Fall-Manager und Pflegenden-Geld als Basis für eine Reform
Fall-Management und Pflegenden-Geld könnten zwei Grundpfeiler einer echten Pflegereform sein, sagt Professor Bernhard Emunds in einem Spiegel-Interview zur Misere in der Altenhilfe. Allerdings könne keine Reform steigende Kosten in der Pflege verhindern, das liege in der Natur der Sache. Das Grundproblem in der Pflege sieht der Ökonom und Sozialwissenschaftler in der Geringschätzung von Sorgearbeit in Politik und Gesellschaft.
Um die Situation in der Pflege zu verbessern, brauche es zum einen ein engmaschiges Fall-Management auf kommunaler Ebene. "Die Fall-Manager sind Ansprechpartner für die Pflegenden, sie weisen Mittel zu, helfen durch den Paragrafendschungel, koordinieren die Zusammenarbeit mit diversen unterstützenden Diensten, die auch auszubauen sind", so Emunds in einem Interview mit dem Spiegel.
Außerdem will Emunds das Pflegegeld durch ein Pflegenden-Geld ersetzen, das Angehörige erhalten, wenn sie im Job kürzertreten oder aussteigen. "Es sichert die Menschen materiell ab und sollte sich am Mindestlohn orientieren."
An steigenden Kosten ändere das nichts. Professionelle Pflegeleistungen seien "dazu verdammt, immer teurer zu werden". Pflegearbeit werde immer am einzelnen Menschen erbracht, da seien Produktivitätssteigerungen wie in der Industrie kaum möglich. Wenn Löhne steigen und Arbeitsbedingungen verbessert würden, werde es zwangsläufig immer teurer.

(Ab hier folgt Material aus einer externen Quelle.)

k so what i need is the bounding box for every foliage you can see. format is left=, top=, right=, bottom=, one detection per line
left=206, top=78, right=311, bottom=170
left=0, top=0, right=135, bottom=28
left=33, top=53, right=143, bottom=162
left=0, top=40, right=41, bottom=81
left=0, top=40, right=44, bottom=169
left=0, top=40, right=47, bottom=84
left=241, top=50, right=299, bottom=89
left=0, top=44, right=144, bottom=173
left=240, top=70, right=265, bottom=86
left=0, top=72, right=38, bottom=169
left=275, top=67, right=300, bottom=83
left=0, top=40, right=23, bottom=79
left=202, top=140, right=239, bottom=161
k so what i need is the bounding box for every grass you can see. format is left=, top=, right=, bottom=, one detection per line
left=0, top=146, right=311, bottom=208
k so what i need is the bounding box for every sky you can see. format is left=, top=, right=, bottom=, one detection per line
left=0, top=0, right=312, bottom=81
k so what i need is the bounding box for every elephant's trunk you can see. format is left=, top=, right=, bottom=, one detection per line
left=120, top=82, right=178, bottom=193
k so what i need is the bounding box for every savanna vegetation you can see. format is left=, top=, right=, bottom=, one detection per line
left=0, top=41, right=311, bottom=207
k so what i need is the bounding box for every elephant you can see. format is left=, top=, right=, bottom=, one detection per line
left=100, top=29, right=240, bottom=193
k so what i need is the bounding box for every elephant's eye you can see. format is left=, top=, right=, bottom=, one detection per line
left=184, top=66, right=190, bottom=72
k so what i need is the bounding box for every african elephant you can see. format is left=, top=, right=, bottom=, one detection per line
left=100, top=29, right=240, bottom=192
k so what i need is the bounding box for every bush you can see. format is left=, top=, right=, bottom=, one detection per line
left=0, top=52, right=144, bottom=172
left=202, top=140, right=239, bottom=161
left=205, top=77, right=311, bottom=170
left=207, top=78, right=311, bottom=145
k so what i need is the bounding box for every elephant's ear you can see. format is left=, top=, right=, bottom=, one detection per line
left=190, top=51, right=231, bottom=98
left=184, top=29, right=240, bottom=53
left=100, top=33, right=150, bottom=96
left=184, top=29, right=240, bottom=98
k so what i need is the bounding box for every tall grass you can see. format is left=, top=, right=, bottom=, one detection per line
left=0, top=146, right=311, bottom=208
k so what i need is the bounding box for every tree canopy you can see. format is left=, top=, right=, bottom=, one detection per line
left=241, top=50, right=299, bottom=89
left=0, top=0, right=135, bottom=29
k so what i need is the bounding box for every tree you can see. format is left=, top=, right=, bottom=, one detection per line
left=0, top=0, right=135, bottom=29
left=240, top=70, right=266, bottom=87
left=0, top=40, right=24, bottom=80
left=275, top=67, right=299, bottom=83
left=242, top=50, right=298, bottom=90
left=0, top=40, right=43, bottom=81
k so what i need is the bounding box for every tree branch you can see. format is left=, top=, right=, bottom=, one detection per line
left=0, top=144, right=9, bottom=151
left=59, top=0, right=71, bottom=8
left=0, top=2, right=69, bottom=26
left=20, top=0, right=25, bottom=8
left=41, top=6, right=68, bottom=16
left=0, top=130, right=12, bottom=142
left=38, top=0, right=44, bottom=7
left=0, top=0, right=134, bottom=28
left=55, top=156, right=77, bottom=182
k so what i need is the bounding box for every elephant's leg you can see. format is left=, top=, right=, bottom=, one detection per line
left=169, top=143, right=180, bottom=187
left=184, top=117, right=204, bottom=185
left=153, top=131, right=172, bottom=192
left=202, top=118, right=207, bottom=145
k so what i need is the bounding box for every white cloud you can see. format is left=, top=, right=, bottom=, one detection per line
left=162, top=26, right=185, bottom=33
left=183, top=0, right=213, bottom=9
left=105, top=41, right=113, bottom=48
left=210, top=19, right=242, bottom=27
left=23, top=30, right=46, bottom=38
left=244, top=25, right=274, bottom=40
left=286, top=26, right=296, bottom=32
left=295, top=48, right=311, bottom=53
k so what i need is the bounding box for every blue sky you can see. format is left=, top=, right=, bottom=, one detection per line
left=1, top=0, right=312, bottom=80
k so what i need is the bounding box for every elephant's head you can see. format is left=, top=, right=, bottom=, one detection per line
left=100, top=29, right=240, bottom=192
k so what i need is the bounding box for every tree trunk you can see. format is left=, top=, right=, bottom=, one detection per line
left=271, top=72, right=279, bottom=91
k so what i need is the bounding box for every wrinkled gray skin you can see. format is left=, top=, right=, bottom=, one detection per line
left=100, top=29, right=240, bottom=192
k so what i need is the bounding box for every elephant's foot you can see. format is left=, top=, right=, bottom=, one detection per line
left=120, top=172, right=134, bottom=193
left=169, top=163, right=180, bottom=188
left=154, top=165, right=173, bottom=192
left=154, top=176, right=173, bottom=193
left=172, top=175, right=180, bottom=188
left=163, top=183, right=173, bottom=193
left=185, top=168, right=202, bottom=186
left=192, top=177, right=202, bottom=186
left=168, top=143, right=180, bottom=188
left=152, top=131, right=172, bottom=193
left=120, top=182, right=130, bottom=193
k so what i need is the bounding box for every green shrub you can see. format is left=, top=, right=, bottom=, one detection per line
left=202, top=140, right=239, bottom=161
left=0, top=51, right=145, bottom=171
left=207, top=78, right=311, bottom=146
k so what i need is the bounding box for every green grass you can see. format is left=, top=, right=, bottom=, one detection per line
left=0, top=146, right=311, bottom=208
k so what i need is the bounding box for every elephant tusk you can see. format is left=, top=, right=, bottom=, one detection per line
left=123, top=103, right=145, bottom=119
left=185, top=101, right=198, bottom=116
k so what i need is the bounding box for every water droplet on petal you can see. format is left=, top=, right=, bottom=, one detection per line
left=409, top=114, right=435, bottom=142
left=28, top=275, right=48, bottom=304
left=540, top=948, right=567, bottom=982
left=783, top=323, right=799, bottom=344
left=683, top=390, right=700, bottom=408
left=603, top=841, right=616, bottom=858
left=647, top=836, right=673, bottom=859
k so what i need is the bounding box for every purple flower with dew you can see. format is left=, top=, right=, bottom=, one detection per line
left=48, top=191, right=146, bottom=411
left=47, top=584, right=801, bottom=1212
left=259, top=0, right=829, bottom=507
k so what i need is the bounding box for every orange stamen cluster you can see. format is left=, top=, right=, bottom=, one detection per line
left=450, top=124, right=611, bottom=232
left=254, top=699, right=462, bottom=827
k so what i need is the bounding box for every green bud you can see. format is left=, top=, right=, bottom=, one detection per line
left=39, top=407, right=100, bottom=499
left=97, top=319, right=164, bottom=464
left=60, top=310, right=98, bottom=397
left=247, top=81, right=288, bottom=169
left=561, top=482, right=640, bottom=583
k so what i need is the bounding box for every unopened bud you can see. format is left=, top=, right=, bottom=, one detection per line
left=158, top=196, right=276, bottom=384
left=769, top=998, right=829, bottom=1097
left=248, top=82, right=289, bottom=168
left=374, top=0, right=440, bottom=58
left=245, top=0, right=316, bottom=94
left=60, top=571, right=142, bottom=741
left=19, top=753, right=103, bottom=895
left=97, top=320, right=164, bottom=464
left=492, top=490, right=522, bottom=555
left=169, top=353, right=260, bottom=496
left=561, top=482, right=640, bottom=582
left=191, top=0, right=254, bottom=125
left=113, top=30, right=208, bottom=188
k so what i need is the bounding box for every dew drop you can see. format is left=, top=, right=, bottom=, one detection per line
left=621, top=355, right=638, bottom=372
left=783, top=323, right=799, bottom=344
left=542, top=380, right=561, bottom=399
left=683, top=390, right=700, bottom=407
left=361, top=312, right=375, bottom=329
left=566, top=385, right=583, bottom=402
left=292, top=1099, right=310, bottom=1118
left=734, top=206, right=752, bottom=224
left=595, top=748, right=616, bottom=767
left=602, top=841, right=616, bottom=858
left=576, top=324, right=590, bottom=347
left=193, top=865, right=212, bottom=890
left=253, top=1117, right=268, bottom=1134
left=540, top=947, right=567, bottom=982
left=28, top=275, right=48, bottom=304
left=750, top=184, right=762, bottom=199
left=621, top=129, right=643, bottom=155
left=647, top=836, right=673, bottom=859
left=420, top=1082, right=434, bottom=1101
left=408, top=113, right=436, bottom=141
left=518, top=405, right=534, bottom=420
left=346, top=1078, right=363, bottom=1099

"Weil die Politik für diese Themen oft blind ist, hat sie lange nicht verstanden, mit welcher Dringlichkeit sie sich um den heranrollenden Pflegenotstand kümmern müsste", konstatiert Emunds. Pflege werde in Deutschland nach wie vor geringgeschätzt. "Sorgearbeit in der Familie bleibt nicht nur unbezahlt", sie werde auch vom Staat kaum unterstützt. "Sorgearbeit zählt einfach nicht viel in unserer industrie- und exportfixierten Gesellschaft."